Les deux jeunes vars quittèrent les terreurs familières de la caverne et entrèrent dans la mystérieuse clarté. L’énorme porte se referma derrière eux avec un grondement. Devant eux s’étendait un long couloir aux murs de pierre polie, presque vitreuse, d’où émanait une lumière qu’ils ne pouvaient comparer qu’au soleil. Une couche de poussière absorbait le sang qui coulait des pieds lacérés de Brod. Ils faisaient à Maïa l’impression d’être deux intrus maculant de boue la demeure d’une divinité puissante et pointilleuse. À tout moment, elle s’attendait à être interpellée par une voix de femme désincarnée, tonitruante, comme dans un mauvais film d’aventures.

Après plusieurs coudes, la galerie menait à une seconde porte semblable à la première, mais couverte d’un nombre encore supérieur d’hexagones polis. Ils étouffèrent un gémissement à la perspective d’avoir à résoudre une nouvelle énigme. Mais comme ils s’en approchaient, plusieurs plaques se déplacèrent seules et le portail s’ouvrit sur un couloir pareil au précédent, avec les mêmes méandres brillamment éclairés. Ils franchirent le seuil. Brod poussa un soupir de soulagement.

Maïa éprouva une vague déception, comme si elle regrettait de n’avoir pu relever ce défi. « Ferme-la », dit-elle à la maniaque des énigmes qui s’agitait au fond d’elle-même. Bientôt, son sens de l’orientation lui dit qu’ils s’enfonçaient de plus en plus profondément dans l’île de Botjelli.

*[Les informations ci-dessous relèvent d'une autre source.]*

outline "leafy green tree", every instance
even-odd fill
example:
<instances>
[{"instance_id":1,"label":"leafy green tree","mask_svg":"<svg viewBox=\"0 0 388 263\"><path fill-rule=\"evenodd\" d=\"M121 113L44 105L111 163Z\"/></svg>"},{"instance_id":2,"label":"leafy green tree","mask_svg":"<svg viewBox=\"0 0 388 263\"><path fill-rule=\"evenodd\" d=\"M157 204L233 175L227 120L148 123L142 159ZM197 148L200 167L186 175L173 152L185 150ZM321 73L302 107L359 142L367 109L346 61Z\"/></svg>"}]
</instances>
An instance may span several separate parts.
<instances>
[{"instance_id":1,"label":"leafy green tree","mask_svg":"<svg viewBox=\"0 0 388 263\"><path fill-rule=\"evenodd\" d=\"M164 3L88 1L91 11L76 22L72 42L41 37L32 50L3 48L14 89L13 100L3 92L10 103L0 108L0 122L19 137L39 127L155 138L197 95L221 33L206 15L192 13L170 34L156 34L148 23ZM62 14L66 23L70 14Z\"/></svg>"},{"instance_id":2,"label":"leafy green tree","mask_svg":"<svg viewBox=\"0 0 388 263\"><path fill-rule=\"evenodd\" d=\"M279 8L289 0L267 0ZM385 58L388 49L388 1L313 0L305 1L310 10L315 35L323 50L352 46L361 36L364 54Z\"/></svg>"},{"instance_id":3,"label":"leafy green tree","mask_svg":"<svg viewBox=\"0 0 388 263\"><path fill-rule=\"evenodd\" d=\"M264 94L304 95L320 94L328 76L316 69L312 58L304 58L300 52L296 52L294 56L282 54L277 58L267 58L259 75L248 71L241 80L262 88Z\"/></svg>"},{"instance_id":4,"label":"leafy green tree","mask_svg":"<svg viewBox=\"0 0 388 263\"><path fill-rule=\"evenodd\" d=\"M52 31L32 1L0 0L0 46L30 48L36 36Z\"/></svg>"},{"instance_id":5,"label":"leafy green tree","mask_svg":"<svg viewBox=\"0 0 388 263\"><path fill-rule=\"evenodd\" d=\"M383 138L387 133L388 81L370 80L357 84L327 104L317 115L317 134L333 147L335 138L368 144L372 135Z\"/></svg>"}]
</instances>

Les deux jeunes gens crurent tous leurs espoirs réduits à néant quand, à un détour du couloir, ils se retrouvèrent nez à nez avec un amas de roche qui obstruait le passage. Un rai de lumière artificielle filtrait près de la voûte, suggérant l’existence d’un moyen de franchir l’obstacle. Brod et Maïa escaladèrent l’éboulis et entreprirent de déblayer le passage. S’échiner ainsi sous terre, et pourtant dans une lumière aussi éclatante, avait quelque chose de bizarre. La conclusion s’imposait : « Si des gens étaient passés par là, ils auraient laissé des traces comme les nôtres. De tous ceux qui ont tenté d’entrer ici… nous sommes les premiers à y être arrivés ! »

Ou du moins, les premiers depuis ce qui avait causé l’éboulement, qu’il soit d’origine naturelle ou artificielle…

Ils se faufilèrent enfin de l’autre côté, dans une espèce de sous-sol jonché de débris. Des amas de rouille, restes peut-être de fûts métalliques écrasés, longeaient le bas des murs. La seule issue était un escalier de fer qui semblait s’être ramolli sous l’action d’une chaleur intense. Brod et Maïa atteignirent non sans mal le palier supérieur, unirent leurs efforts pour faire jouer les gonds faussés d’une vulgaire porte de métal et se retrouvèrent dans un couloir deux fois plus large que le précédent.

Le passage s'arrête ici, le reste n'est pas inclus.